So she worked to become a principal to reach more families and open up a lifetime of choices—all except the one that would force them to make the same choice her parents did for her.
“I wanted to fight against this false narrative that you have to have a school that either values and honors your identity or one that offers kids a college prep education—I wanted to prove you could do both,” Lorehn said.
In just her second year as founding principal, Lorehn and her team at KIPP Northeast Elementary have consistently achieved a green rating—the second highest available on the Denver Public Schools quality scale. And, with a population where nearly half of the students are English learners, 86 percent are on track with their language growth. That’s one of the top 10 “on track” ratings of all elementary, middle and high schools in the district.
While the school moved from Montbello to Green Valley Ranch this year, the school serves a pretty even number of students from both neighborhoods in Far Northeast Denver. Through Denver’s SchoolChoice enrollment process, families in both communities have equal access to experience all that Lorehn has to offer.
Serving pre-K through third grade means students have not yet taken some of the state assessments used to evaluate growth. But, given the data that is available, Lorehn is proving she can strike just the right chord of excellence and love.
“Talking ’bout KIPP love—KIPP love!”
During my visit to Lorehn’s school, the love and respect her students have for each other literally echoed through the halls. Singing their own lyrically-revised version of “My Girl,” kiddos knew exactly how it felt to have teachers who could express both high expectations of them as well as their deep love and compassion for who they are as individuals.
“From the moment we opened our doors, the feedback we got is that there’s such a positive tone with our teachers,” Lorehn said. “Teachers engage kids in such a loving way—every child is being loved on, being valued as a human being.”
Love is one of the values Lorehn founded the school with and every kiddo knows how to receive and show love. I’m not sure more than a few minutes passed without someone offering someone else a hug. And for those with sensitivity to personal space, two claps and a warm set of spirit fingers seemed to do just fine.
Families feel the love, too. As often as she can, Lorehn welcomes parents into the building to cheer for the Kippster of the Week, read during family literacy time or volunteer in their child’s classroom. Those who can’t make it to school need only to check their phone for a pic of their child laughing and loving what they’re learning in class, as every teacher has a KIPP phone to help families stay connected to their child throughout the day.
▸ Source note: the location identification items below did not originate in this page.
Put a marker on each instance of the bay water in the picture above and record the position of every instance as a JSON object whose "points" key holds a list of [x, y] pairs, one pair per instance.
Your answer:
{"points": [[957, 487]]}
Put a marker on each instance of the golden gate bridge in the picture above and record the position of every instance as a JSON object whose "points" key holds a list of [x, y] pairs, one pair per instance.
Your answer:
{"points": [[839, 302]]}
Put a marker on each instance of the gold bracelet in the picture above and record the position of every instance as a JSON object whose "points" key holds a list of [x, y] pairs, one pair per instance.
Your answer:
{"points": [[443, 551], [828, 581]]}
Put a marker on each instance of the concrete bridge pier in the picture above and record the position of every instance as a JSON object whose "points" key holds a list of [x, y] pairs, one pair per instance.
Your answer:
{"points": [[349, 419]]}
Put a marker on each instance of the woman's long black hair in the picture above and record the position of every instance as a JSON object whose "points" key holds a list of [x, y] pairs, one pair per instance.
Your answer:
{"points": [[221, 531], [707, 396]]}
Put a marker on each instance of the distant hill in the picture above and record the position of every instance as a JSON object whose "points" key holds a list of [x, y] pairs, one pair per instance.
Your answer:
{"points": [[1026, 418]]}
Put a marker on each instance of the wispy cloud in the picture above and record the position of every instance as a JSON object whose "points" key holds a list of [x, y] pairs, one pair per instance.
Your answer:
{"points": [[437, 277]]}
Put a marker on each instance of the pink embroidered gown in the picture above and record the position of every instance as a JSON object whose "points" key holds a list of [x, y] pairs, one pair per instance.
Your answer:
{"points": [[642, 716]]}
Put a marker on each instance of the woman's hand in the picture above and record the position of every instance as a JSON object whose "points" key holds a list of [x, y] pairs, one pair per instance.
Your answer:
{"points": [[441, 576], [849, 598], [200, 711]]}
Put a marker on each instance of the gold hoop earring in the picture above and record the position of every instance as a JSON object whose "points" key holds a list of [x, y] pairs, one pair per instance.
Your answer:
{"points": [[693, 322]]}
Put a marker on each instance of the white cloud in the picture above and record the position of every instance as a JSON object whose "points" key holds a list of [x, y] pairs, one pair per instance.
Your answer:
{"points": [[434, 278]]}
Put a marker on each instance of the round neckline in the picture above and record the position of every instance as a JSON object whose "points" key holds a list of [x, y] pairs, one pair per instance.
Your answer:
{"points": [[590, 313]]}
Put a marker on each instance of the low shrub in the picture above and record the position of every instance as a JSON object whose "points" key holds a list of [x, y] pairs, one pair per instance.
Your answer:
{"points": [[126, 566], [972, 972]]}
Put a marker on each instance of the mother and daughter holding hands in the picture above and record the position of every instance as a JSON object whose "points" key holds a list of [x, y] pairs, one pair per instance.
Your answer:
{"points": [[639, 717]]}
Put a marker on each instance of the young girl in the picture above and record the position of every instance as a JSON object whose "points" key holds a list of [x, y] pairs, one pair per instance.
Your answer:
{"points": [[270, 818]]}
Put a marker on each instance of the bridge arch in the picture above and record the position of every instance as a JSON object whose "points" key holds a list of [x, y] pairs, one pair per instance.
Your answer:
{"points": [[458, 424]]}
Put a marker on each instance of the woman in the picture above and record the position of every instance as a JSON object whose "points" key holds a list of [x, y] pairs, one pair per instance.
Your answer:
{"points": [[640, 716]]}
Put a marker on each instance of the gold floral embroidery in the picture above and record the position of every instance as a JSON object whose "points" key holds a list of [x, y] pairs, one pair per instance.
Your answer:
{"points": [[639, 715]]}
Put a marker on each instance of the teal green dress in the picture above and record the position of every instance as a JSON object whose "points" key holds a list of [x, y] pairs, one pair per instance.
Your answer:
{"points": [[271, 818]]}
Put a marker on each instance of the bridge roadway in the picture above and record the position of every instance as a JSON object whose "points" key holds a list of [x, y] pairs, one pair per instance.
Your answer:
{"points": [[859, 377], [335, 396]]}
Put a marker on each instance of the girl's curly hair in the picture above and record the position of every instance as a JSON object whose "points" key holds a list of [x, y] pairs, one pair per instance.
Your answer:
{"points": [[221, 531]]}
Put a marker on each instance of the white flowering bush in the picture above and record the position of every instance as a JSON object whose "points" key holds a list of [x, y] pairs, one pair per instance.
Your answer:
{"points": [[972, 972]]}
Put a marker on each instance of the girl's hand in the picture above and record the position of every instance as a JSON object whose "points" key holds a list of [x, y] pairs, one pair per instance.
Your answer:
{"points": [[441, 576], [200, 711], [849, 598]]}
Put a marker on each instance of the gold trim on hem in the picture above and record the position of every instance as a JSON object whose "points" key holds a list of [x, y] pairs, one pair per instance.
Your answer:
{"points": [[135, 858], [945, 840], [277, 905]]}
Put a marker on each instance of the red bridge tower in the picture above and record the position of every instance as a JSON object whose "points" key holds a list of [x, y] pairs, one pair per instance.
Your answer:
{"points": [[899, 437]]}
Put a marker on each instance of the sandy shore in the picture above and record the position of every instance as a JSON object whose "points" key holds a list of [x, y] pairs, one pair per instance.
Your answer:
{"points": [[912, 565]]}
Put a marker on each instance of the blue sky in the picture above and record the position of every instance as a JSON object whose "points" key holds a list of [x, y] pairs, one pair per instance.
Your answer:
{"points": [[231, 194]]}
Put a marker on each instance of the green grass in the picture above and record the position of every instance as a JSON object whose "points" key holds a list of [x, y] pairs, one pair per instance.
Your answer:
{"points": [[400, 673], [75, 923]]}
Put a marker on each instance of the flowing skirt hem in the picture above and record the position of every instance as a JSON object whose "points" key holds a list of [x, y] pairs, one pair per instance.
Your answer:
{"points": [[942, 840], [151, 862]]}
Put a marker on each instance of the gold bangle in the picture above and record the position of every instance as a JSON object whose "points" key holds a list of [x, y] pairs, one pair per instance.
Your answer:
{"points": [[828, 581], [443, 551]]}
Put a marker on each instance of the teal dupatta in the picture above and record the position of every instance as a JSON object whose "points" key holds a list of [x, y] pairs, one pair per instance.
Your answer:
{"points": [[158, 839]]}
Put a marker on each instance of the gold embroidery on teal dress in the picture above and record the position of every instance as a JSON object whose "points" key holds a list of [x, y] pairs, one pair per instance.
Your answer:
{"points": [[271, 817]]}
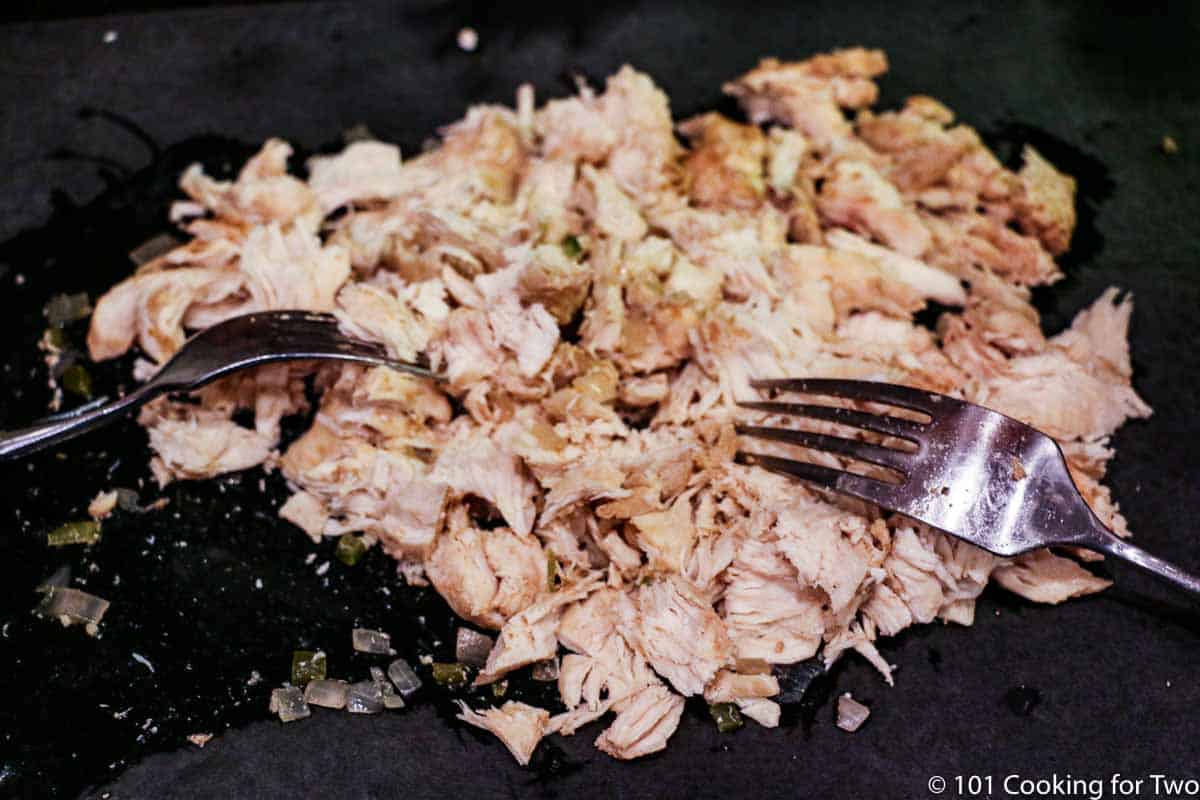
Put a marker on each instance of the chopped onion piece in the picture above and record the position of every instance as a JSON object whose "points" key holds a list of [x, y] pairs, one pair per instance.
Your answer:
{"points": [[71, 606], [307, 665], [58, 579], [545, 671], [851, 714], [327, 693], [364, 697], [472, 647], [127, 499], [403, 677], [390, 698], [153, 248], [289, 704], [367, 641]]}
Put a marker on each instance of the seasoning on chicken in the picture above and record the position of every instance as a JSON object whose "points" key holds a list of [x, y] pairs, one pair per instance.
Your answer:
{"points": [[599, 296]]}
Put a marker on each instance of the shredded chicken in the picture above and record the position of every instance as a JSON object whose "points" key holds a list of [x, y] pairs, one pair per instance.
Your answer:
{"points": [[599, 296]]}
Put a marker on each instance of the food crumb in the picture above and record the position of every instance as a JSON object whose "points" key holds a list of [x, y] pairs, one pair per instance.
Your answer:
{"points": [[1018, 469], [851, 714], [102, 505], [468, 40]]}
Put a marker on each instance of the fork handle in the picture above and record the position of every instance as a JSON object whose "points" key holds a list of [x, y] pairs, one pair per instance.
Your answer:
{"points": [[55, 429], [1108, 542]]}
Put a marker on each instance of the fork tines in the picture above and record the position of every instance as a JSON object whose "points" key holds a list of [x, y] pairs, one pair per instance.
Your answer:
{"points": [[880, 455]]}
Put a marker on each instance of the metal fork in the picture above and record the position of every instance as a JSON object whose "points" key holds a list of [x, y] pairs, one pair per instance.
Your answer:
{"points": [[969, 471], [237, 343]]}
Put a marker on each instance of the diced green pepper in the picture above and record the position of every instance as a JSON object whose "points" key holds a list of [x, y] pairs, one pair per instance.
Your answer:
{"points": [[84, 531], [349, 549], [571, 247], [307, 665], [726, 716], [450, 675], [65, 308], [77, 380]]}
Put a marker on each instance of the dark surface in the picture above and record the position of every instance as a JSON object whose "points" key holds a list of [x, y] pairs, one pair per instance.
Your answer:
{"points": [[1092, 687]]}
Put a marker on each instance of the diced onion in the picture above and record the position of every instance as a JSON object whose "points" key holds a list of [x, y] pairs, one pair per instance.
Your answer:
{"points": [[472, 647], [403, 677], [364, 697], [390, 698], [153, 248], [289, 704], [851, 714], [73, 606], [367, 641], [327, 693], [64, 308]]}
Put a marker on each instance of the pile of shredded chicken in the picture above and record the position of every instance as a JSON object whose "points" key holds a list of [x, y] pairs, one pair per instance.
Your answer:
{"points": [[599, 296]]}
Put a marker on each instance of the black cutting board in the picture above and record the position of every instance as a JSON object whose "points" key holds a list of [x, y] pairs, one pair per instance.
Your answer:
{"points": [[93, 134]]}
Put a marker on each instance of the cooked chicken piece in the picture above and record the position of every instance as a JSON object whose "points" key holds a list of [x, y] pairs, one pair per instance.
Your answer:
{"points": [[364, 170], [263, 192], [1043, 577], [682, 636], [192, 443], [370, 312], [306, 512], [615, 212], [598, 299], [725, 163], [475, 464], [857, 197], [810, 95], [150, 308], [1048, 206], [643, 723], [929, 282], [532, 635], [517, 725], [729, 686]]}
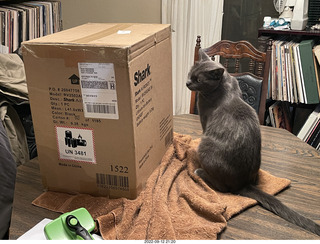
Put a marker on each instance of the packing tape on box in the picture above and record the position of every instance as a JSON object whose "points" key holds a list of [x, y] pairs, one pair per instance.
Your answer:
{"points": [[103, 33]]}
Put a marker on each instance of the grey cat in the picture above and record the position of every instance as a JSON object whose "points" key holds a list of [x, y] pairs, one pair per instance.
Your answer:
{"points": [[230, 149]]}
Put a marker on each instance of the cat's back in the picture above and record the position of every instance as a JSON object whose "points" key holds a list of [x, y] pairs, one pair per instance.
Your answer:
{"points": [[235, 120]]}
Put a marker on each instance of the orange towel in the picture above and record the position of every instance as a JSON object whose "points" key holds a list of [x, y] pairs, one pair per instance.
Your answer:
{"points": [[175, 204]]}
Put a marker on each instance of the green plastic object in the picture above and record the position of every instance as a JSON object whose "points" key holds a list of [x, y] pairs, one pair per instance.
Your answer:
{"points": [[75, 225]]}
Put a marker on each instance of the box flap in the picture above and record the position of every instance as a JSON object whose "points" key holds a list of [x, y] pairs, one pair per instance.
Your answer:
{"points": [[122, 35]]}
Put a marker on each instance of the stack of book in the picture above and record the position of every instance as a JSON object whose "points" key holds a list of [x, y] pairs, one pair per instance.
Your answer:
{"points": [[294, 75], [26, 21], [310, 132]]}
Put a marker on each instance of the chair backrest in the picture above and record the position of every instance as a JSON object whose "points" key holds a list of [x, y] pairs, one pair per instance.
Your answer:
{"points": [[249, 65]]}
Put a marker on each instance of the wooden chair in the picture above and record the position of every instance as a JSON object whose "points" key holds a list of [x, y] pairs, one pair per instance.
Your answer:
{"points": [[237, 55]]}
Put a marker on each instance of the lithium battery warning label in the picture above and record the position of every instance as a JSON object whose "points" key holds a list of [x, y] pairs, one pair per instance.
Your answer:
{"points": [[75, 144]]}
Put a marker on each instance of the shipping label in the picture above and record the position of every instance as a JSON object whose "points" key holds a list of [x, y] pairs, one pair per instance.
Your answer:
{"points": [[98, 87], [75, 144]]}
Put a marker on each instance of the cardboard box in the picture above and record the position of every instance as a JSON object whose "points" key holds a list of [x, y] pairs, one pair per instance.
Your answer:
{"points": [[101, 102]]}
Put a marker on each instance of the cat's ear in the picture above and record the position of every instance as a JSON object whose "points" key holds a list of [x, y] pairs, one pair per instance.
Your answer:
{"points": [[216, 74], [203, 56]]}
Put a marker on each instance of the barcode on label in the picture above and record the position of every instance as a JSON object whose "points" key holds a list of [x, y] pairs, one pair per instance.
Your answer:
{"points": [[112, 180], [109, 108], [94, 84]]}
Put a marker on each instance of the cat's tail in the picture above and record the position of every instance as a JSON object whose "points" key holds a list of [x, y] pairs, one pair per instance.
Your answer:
{"points": [[272, 204]]}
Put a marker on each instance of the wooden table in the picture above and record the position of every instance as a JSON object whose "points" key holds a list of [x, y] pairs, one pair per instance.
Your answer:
{"points": [[283, 155]]}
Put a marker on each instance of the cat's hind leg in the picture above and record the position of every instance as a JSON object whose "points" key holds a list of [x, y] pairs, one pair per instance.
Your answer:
{"points": [[210, 181]]}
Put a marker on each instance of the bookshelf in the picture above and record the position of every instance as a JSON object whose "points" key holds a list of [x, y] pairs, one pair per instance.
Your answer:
{"points": [[25, 20], [298, 111]]}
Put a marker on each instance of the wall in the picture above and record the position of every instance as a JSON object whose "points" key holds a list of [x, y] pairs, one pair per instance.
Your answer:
{"points": [[77, 12]]}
When I dropped by on an unusually dreary Colorado morning, Lorehn and her Kippsters had nothing but “sunshine on a cloudy day.”
Setting the tone with “The Trouble with Black Boys”
Part of helping students truly feel loved is making sure each individual is respected and understood. Even before Lorehn and team brought song-writing into the mix, (fun-fact: Lorehn once thought she might go into the music industry) they set the tone for what it would look and sound like to be in a school that valued equity and justice for every student.
At the beginning of each school year, Lorehn leads a professional development training to help teachers understand how powerful their influence is with students of color. In it she refers to an excerpt where a group of students reading “Adventures of Huckleberry Finn” grapple with how to respond to a teacher who expects them to write an essay while ignoring the n-word that appears on every other page.
“We use that to say: who do we want our Kippsters to be when they leave us in high school,” Lorehn said.
“What are the frameworks of oppression that these students are facing and let’s put a name to it using a framework of oppression and different responses to oppression. What are those different responses and how do we want our kids to be when they experience this level of oppression? And that’s how we decide, ok what does that mean for us to live this vision of excellence and equity? Bottom line, we’re not going to be the teacher in this story—that’s the floor, but who do we want to be in terms of the ceiling for our kids.”
For Lorehn that means helping her teachers and students understand the value of justice, which she defines as making sure every child gets what he or she needs within their community.
“We just might have a problem that you’d understand…We all need community to lean on”
It’s pretty much guaranteed that Lorehn’s kiddos don’t know that Bill Withers was the original songwriter of “Lean on Me.” But, when they sing their version, they know that each of them has value and deserves whatever necessary to help them succeed.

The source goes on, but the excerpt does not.